UC Davis Medical Center participates in "Every 15 Minutes" campaign
Posted April 13, 2011
At the end of March, two seniors from Sacramento's John F. Kennedy High School were brought to UC Davis Medical Center emergency department via ambulance, the victims of a devastating drunken-driving accident. One of the students, Nick Tom, was left brain dead. The other student, Tristan Lay, was left a paraplegic.
Happily, the accident, the ambulance journey to the emergency department and the death and injuries all were simulated. They were part of an annual event called "Every 15 Minutes," a national youth drunken-driving prevention program whose name is derived from the assertion that "Every 15 minutes someone in the United States dies in an alcohol-related vehicle collision."

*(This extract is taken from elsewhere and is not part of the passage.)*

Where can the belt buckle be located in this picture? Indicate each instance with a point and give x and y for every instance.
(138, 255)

UC Davis Medical Center has been involved in the program, which takes place each spring, for the past 12 years, according to nurse Christy Adams, coordinator of the UC Davis Trauma Prevention and Outreach Program. Organized by the California Highway Patrol (CHP), Every 15 Minutes is a collaboration between local hospitals, the CHP and local high schools. It is supported nationwide by funding from the National Highway Traffic Safety Administration.
At the high schools, one student is removed from class every 15 minutes to simulate deaths from vehicular collisions. Later in the day, traffic collisions are simulated at the school sites, and students "injured" in the collision are taken to hospital emergency departments. The students' parents are on hand to learn the extent of their children's injuries. The student who portrays the drunken driver experiences what it is like to be booked into jail. Other students videotape the accident, ambulance ride and hospitalization. The videos are shown during assemblies at the schools on the following day.
"The Every 15 Minutes program challenges teens to think about the consequences of their actions when they drink and drive. It is a powerful demonstration of how a single decision can affect so many lives," Adams said.